Spettacolo clou della scorsa stagione del Royal Ballet, Woolf Works è un evento che segna anche il rientro vero di Alessandra Ferri in Scala. Difficile parlare di uno spettacolo evento di cui tutti hanno detto tutto. Ma di getto, queste sono le mie impressioni.
Primo cast
Bellissima l'idea di McGregor di raccontare il mondo della Woolf con tre balletti, così diversi e ispirati a tre romanzi così diversi. Ogni balletto è così ricco di particolari e di atmosfere: non c'è certo rischio di annoiarsi, nonostante il mood sia bello tosto.

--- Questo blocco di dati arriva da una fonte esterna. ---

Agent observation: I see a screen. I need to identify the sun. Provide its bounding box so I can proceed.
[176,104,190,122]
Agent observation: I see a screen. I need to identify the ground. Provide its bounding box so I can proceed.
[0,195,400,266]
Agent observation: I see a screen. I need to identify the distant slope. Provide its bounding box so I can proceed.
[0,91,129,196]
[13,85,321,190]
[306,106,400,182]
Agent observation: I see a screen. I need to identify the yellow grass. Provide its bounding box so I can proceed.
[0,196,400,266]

In effetti avevo una perplessità sul possibile interesse del pubblico italiano perchè, se in UK la Woolf ha un'importanza pari a Dante, da noi in Italia non gode certo di tutta questa popolarità. Invece c'è stata una grande risposta di pubblico. Molto bene.
Secondo Cast
Il mio personale ordine di preferenza mette per primo Tuesday (ispirato a "The Waves"): grande emozione nel testo iniziale ultima lettera di Virginia al marito prima di suicidarsi il 28 marzo 1941 e che inizia con il giorno in cui l'ha scritta Tuesday, appunto. Da lì, l'atmosfera si assesta su una malinconia struggente che però non è disperazione tragica, ma più un lento, inesorabile lasciarsi scivolare nelle braccia del corpo di ballo che simula le onde, nell'acqua, nella morte.

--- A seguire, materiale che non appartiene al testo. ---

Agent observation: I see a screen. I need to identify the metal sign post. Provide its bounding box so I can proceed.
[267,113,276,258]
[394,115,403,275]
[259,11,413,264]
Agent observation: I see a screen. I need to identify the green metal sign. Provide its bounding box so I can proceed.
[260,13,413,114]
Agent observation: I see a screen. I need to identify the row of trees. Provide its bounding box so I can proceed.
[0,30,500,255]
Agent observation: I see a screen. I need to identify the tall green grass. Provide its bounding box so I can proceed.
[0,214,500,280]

Incredibile, da brividi, da lacrime. Musica meravigliosa di Richter.
Alessandra Ferri magistrale, Emanuela Montanari nel secondo cast assolutamente non da meno.
Alessandra Ferri e Federico Bonelli
Emanuela Montanari e Antonio Sutera
Secondo, sempre nelle mie personalissime preferenze, è I now I then (ispirato a Mrs Dalloway), dove l'intreccio dei ricordi e delle vite delle persone quasi a livello filmico ricorda un po' il linguaggio di Neumeier.

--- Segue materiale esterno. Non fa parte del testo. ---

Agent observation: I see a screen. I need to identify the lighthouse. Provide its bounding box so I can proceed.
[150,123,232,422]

Splendide scenografie, cornici o pagine di libri da cui escono i personaggi dando sempre dei doppi piani di visione con tagli di luce drammatici senza essere "effettoni".
Anche qui Ferri meravigliosa, padrona assoluta del ruolo di Virginia/Clarissa cucito addosso a lei, sempre di una grande malinconia e con una presenza potente. In ruoli perfetti per questa fase del suo ciclo di vita come artista, Ferri restituisce alla platea una grande performance emotiva e non solo (gambe e piedi sempre incredibili). Da parte sua, Emanuela Montanari, ovviamente molto diversa ma altrettanto intensa sul fronte interpretativo, mi è sembrata dare più contrasti nelle (poche) scene più gioiose.
Molto profondo il passo a due di Septimus e di Evans nel primo cast con
Timofej Andrjiashenko e Claudio Coviello, ma anche nel secondo con Gioacchino Starace e
Andrea Risso. Una Rezia presente e di carattere quella di Alessandra Vassallo.
Alessandra Ferri
Emanuela Montanari e Massimo Garon
Timofej Andriijashenko e Claudio Coviello
Gioacchino Starace e Andrea Risso
Gaia Andreanò, Emanuela Montanari, Benedetta Montefiore e Antonio Sutera
Federico Bonelli e Agnese Di Clemente
E poi Becomings (Orlando) dove il linguaggio coreografico di McGregor si scatena, in termini di velocità, difficoltà, iperestensioni. Di taglio più tipicamente McGregor e più moderno sicuramente, in Becomings la danza e lo spettacolo si integrano con gli effetti dei laser. I ballerini della Scala reggono bene ma il linguaggio di McGregor deve essere ancora un po' metabolizzato. Ottima Manni e una bellissima Losa. Emerge Fagetti la cui capacità di adattarsi agli stili dei diversi coreografi è un plus incredibile.
Timofej Andrjiashenko e Nicoletta Manni
Gioacchino Starace e Maria Celeste Losa
Federico Fresi e Alessandra Vassallo
Antonella Albano e Mattia Semperboni
Nicola del Freo e Chrstian Fagetti
Marco Messina
Insomma per quanto mi riguarda ci voleva proprio alla Scala una botta di modernità vera, di originalità, dando occasione al corpo di ballo di mettere il naso fuori e di ballare stili diversi, protagonisti del panorama mondiale attuale.
Chiunque ne sia l'ispiratore/ispiratrice va ringraziato.